President Nicolas Sarkozy travels to London this week for a state visit high in pageantry as the French leader tries to regain popularity at home with a more statesmanlike image.

world Updated: Mar 23, 2008 08:31 IST

President Nicolas Sarkozy travels to London this week for a state visit high in pageantry as the French leader tries to regain popularity at home with a more statesmanlike image.

As guests of Queen Elizabeth II, Sarkozy and his wife Carla Bruni-Sarkozy will be treated to the full pomp of a top-level visit -- a procession in a horse-drawn carriage, a state banquet in their honour and a stay at Windsor Castle, the royal weekend hideaway, west of London.

Coming three months before France takes over the presidency of the European Union, the two-day visit also gives Sarkozy an opportunity to chart new areas of cooperation with eurosceptic Prime Minister Gordon Brown.

Sarkozy and Bruni will be greeted Wednesday at London Heathrow airport by Prince Charles and his wife Camilla Parker Bowles, whose experience with the celebrity press far outweighs that of the French first couple.

Dubbed by some in France as the "bling-bling" president, Sarkozy wants to project a more sobre image after drawing criticism for his glitzy romance with supermodel and singer Bruni, whom he married four months after his divorce.

"The president is trying to correct his image.

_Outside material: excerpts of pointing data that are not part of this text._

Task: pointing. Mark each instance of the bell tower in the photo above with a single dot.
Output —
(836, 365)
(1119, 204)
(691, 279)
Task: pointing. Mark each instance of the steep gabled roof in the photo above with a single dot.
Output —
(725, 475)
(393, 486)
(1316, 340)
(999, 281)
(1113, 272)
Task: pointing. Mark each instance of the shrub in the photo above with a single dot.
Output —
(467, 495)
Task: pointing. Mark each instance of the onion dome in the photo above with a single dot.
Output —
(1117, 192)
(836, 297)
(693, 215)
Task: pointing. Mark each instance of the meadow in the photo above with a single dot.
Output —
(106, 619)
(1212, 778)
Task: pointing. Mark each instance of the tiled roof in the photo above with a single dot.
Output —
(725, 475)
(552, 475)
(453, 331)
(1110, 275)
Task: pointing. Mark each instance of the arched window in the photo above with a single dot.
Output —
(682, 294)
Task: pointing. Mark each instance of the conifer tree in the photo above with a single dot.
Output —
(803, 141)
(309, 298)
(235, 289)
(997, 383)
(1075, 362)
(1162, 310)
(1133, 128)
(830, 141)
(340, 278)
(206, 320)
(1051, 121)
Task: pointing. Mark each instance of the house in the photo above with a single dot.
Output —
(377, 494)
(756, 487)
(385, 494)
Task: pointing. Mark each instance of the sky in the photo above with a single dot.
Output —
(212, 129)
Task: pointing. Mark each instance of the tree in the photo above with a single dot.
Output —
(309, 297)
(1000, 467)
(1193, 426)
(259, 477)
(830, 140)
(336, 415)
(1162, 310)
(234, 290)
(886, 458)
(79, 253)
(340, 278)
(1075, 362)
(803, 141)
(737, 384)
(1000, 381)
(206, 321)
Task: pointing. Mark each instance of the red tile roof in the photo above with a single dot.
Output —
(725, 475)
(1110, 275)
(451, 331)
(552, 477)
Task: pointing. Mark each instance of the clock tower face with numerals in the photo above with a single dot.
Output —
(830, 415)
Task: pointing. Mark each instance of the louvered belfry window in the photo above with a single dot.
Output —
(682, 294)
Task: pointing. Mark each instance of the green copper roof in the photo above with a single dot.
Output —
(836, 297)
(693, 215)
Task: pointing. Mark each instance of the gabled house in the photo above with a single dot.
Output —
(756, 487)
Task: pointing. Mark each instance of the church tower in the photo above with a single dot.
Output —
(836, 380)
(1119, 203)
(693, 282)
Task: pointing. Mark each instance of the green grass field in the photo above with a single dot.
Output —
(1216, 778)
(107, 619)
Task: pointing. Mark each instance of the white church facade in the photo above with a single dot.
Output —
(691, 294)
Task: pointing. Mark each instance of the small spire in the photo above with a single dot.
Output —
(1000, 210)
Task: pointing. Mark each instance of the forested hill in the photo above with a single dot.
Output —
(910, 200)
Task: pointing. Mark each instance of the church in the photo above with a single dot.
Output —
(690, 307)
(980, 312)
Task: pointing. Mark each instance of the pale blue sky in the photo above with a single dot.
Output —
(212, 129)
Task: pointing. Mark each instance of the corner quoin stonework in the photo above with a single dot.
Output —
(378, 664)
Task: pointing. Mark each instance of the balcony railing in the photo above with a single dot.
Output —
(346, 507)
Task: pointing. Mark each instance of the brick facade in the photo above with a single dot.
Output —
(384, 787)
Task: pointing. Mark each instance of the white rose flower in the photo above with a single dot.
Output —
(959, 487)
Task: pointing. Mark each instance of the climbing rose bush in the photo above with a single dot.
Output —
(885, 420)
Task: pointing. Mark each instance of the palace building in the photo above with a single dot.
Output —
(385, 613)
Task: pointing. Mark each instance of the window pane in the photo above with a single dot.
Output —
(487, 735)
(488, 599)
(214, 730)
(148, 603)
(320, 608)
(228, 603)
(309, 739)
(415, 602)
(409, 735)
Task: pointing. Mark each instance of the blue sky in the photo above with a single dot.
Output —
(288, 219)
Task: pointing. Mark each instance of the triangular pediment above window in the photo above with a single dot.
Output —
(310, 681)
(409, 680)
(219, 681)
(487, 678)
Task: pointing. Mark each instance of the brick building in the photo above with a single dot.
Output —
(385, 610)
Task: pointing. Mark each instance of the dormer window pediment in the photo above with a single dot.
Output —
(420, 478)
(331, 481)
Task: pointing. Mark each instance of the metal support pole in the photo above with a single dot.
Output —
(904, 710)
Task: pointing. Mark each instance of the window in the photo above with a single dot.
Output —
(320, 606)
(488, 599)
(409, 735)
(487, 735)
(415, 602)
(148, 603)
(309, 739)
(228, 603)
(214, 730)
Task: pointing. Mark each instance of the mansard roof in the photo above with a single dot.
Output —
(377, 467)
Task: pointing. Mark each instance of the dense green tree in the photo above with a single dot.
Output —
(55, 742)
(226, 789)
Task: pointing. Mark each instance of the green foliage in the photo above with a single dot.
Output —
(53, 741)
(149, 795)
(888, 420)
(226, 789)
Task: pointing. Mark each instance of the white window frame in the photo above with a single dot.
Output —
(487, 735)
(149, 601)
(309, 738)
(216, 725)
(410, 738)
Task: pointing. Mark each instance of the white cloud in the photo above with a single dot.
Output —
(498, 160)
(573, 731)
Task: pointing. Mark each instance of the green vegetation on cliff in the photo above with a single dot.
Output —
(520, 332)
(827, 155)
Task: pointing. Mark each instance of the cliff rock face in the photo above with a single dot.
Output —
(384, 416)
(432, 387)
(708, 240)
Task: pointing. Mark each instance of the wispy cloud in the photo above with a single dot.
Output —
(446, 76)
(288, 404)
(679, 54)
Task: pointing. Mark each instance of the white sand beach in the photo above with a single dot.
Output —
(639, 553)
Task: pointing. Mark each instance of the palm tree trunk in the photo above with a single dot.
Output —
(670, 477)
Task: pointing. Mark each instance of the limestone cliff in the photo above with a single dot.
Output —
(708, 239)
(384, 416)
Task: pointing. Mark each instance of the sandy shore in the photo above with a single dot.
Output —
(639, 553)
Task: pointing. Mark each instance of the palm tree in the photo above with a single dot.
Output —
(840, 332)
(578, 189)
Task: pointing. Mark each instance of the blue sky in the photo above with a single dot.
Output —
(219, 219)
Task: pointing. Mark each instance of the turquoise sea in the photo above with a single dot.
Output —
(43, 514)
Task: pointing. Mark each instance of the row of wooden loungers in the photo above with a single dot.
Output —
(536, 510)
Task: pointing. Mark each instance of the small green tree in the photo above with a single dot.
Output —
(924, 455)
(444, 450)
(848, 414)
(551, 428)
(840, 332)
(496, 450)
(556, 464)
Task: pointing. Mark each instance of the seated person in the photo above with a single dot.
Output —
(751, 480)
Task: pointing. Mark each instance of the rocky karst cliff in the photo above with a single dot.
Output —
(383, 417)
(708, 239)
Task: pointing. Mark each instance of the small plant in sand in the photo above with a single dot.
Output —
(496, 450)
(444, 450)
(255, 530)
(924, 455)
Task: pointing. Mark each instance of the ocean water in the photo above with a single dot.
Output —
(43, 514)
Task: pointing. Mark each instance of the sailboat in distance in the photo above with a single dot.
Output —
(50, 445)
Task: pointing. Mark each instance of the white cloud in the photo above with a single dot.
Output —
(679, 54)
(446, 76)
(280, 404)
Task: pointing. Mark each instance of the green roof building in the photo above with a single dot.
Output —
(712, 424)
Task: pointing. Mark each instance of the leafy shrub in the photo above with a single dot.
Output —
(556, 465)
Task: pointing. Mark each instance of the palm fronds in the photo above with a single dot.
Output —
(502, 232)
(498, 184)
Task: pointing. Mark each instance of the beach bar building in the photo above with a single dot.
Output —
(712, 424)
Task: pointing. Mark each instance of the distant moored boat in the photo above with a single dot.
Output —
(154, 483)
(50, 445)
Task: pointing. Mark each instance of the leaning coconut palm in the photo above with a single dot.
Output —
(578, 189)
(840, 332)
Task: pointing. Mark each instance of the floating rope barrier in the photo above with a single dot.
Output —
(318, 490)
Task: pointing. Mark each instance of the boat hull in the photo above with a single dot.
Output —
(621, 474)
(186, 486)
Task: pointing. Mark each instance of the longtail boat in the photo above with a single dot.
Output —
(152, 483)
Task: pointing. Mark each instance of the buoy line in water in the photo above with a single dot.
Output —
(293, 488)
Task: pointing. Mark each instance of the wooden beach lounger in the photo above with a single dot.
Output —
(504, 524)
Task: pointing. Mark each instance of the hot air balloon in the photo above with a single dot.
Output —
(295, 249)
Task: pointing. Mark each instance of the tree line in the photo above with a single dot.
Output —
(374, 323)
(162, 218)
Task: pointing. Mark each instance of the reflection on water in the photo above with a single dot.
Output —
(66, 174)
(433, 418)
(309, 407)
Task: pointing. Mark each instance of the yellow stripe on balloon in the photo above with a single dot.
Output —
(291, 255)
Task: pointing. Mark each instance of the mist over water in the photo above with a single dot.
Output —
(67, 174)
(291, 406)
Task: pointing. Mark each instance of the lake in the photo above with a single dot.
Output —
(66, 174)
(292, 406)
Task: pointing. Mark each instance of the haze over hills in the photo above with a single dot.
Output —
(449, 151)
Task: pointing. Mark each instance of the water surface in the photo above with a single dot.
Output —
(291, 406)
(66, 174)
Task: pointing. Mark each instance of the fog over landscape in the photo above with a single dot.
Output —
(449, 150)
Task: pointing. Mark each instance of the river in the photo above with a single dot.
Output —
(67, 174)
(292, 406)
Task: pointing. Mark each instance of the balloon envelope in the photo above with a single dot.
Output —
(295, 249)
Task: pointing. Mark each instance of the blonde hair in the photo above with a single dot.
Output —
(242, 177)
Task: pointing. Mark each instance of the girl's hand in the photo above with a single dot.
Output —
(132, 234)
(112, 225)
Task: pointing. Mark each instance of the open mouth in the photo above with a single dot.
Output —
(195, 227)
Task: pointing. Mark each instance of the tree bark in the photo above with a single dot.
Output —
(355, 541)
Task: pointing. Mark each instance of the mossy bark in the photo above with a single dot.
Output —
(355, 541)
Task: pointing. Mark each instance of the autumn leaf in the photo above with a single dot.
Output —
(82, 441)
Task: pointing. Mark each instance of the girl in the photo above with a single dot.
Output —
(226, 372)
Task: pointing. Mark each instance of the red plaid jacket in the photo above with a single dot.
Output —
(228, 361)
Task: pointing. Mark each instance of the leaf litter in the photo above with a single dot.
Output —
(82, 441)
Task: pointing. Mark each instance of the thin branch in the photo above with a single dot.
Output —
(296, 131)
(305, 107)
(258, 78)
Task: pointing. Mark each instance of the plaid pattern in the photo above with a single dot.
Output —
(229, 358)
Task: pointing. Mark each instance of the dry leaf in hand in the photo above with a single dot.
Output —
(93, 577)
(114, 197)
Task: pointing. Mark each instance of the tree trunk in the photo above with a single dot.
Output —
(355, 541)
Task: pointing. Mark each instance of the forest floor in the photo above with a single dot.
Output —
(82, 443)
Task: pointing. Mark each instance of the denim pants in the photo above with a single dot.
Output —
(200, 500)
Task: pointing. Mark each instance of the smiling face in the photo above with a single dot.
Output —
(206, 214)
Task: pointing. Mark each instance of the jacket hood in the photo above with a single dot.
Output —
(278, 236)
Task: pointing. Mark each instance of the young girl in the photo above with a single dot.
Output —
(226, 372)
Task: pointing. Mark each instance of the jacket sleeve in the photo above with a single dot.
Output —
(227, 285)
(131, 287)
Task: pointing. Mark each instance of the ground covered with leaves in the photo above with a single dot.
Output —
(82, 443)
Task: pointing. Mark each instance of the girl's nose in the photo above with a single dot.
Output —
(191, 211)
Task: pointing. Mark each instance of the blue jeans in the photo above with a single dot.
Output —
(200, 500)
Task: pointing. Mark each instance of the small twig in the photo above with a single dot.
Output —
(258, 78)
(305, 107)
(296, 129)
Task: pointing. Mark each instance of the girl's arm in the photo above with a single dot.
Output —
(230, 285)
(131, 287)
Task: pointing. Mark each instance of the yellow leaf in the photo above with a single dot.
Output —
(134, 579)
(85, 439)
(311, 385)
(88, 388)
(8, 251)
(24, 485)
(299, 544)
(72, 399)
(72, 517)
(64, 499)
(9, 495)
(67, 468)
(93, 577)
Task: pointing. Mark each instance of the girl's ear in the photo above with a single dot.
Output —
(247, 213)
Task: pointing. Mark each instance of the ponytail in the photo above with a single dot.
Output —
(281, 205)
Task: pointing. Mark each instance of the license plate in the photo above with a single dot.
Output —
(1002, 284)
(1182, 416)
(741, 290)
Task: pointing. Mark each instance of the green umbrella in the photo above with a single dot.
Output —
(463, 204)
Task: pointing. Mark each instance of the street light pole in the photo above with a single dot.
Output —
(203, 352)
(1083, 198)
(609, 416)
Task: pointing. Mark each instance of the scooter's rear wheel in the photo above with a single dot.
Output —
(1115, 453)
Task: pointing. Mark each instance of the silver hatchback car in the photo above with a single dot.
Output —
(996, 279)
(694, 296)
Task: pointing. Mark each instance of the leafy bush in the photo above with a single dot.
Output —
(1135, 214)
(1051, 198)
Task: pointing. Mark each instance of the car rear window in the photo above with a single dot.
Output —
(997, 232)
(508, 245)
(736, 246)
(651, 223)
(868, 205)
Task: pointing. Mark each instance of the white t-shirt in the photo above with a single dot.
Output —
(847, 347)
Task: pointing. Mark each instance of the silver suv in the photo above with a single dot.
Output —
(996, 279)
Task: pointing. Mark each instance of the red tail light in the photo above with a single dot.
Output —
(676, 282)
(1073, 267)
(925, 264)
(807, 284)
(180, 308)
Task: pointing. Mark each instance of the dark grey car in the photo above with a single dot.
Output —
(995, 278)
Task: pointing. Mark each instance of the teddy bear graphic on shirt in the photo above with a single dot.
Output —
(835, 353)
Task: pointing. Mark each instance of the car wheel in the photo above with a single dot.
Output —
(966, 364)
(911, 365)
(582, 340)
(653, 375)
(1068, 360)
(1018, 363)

He wants to have a more presidential stature and naturally this can be done through the conduct of foreign policy," said Jean-Pierre Maulny, deputy director of the Institute for International Strategic Studies in Paris.

But political analyst Philippe Moreau Defarges said forays onto the world stage would not necessarily help bolster Sarkozy's image and sagging approval ratings at home.

"Some people will say 'he should be taking care of our problems instead of riding around in a carriage'," said Moreau Defarges from the French Institute for International Relations.

The visit will formally turn the page on the tense relations between former prime minister Tony Blair and Sarkozy's predecessor Jacques Chirac, notably over the US war in Iraq.

During a Franco-British summit on Thursday, Sarkozy and Brown are to discuss defence cooperation after the new government in Paris raised the prospect of France's return to NATO military command after a 40-year absence.

"The visit underscores the French desire to reshape its relations with Washington's closest ally," Maulny said.

Redefining the mission of the NATO force in Afghanistan will also be on the agenda, as sources in Brussels and Paris say France is tipped to send an extra 1,000 troops to fight the Taliban.

An unusual but symbolic venue has been chosen for the summit -- the Emirates Stadium, home of the Arsenal football club that boasts a raft of French talent led by manager Arsene Wenger.

With his relationship with German Chancellor Angela Merkel somewhat strained, Sarkozy is expected to use the London visit to show that he can work cooperatively with European partners and dispel the view that he is prone to a go-it-alone approach.

"Both Brown and Sarkozy are very practical," said Clara O'Donnell, a research fellow at the Center for European Reform. "They want to show that they can have policy delivery."

Sarkozy hopes the six-month EU presidency starting on July 1 will bolster France's role within Europe and is pushing proposals for a new Mediterranean Union, tougher EU-wide immigration control and putting relations with Russia on a firmer footing.

But analysts say there are limits to the rapprochement between Brown and Sarkozy on the European project.

"They don't share a very close vision of Europe," said Moreau Defarges.

"Brown wants Turkey in Europe, Sarkozy doesn't; France wants strong European institutions, Britain is wary; Sarkozy is wary of free-market competition, Brown believes in market liberalism."

Maulny also warns relations between London and Paris are not rosy.

"Both countries have unclear policies when it comes to Europe and this does not help the relationship," he said. "I think for now Brown and Sarkozy will stick to a pragmatic approach, working together in areas where they can."